While I have seen examples of standardized achievement tests that rely on outdated or irrelevant content, I haven’t seen evidence showing that gaps would reduce significantly if we measured different kinds of achievement. Kendi doesn’t reference any evidence to support this claim.

Continuing on this theme, Kendi targets standardized tests themselves as perpetuating a racial hierarchy. He says:

The testing movement does not value multiculturalism. The testing movement does not value the antiracist equality of difference. The testing movement values the racist hierarchy of difference, and its bastard 100-year-old child: the academic achievement gap.

This might be true to some extent, but if our tests are constructed to assess generally the content that is taught in schools, an achievement gap should result more from inequitable access to quality instruction in that content, or the appropriateness of that content, than from testing itself. In this case, other variables like high school grade point average and graduation rate will also reflect achievement gaps to some extent. So, it may be that the concern is more related to standardized education not valuing multiculturalism than standardized testing.

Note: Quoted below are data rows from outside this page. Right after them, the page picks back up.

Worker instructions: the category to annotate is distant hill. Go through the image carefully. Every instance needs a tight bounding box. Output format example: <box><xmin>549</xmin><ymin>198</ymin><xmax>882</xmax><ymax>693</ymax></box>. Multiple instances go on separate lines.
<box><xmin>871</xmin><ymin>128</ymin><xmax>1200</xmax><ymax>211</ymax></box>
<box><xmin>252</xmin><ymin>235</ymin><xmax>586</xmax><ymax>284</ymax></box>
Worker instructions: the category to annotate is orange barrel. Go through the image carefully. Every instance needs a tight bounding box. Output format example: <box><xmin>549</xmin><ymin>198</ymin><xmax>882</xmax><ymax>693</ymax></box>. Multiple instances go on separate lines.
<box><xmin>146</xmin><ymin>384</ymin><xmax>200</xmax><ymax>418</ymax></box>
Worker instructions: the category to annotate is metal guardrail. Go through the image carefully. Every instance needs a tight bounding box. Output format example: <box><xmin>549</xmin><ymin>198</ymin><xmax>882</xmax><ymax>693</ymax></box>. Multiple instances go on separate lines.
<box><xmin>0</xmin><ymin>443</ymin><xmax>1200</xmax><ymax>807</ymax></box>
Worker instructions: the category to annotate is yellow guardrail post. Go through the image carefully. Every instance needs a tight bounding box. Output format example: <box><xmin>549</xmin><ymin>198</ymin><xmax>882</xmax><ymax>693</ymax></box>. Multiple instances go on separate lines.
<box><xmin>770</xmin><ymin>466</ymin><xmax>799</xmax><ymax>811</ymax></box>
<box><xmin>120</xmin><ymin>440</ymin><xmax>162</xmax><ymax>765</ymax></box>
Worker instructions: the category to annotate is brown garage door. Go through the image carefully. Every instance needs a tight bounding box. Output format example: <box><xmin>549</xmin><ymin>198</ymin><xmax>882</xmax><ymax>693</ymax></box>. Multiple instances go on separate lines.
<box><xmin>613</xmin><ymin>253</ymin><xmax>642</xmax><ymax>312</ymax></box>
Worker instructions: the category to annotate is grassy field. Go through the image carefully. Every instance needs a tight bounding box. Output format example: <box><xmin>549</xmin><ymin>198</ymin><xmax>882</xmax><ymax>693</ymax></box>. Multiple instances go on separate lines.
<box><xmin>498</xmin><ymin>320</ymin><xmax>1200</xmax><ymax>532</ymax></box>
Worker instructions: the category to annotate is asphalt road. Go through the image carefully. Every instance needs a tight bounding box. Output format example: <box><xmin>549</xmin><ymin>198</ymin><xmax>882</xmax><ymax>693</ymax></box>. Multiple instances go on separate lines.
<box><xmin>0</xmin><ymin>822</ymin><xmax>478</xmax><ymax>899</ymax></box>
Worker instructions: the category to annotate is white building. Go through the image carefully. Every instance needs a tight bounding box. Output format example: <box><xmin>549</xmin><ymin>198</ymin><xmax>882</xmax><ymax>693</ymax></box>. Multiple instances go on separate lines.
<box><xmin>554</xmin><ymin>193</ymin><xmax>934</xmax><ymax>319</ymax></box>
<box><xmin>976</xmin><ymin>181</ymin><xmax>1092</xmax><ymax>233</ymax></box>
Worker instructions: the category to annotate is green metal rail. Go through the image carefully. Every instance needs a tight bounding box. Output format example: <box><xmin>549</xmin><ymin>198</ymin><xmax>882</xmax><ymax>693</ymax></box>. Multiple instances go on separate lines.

Whatever the reasons, I agree that multiculturalism hasn’t been a priority in the testing movement over the past century. This has bothered me since I started psychometric work over ten years ago. Standardization pushes us to materials devoid of context that is meaningful at the individual or subgroup levels. Fortunately, I am seeing more discussion of this issue in the educational and psychological measurement literature (eg, this article by Stephen Sireci) and am excited for the potential.

Final thoughts

Although my comments here have been critical of the anti-testing and anti-gap arguments, I agree with the general concern around how we discuss and interpret achievement gaps. I wouldn’t say that standardized testing is solely to blame, but I do question the utility in spending so much time measuring and reporting on achievement differences by student groups, especially when we know that these differences mostly reflect access and opportunity gaps. The pandemic has only heightened these concerns.

Returning to the question in the title of this post, is the academic achievement gap a racist idea, I would say, yes, sometimes. Gaps can be misinterpreted in racist ways as being heritable and immutable. To the extent that documenting achievement gaps contributes to inequities, I would agree that the process itself can become a racist one.

That said, research indicates that we can document and address achievement gaps in productive ways, in which case valid measurement is essential. As you might guess, I would aim for better testing instead of zero testing, including measures that are less standardized and more individualized and culturally responsive. The challenge here will be convincing test developers and users that we can move away from norm-referenced score comparisons without losing valuable information.

I didn’t really get into achievement gap research here, outside of a narrow critique of standardized testing. If you’re looking for more, I recommend the articles by Linda Darling-Hammond and Prudence Carter linked above, as well as the NPR On Point series. There’s also this 2006 article by Gloria Ladson-Billings based on her presidential address to the American Educational Research Association. Amy Stuart Wells continues the discussion in her 2019 presidential address, on Youtube.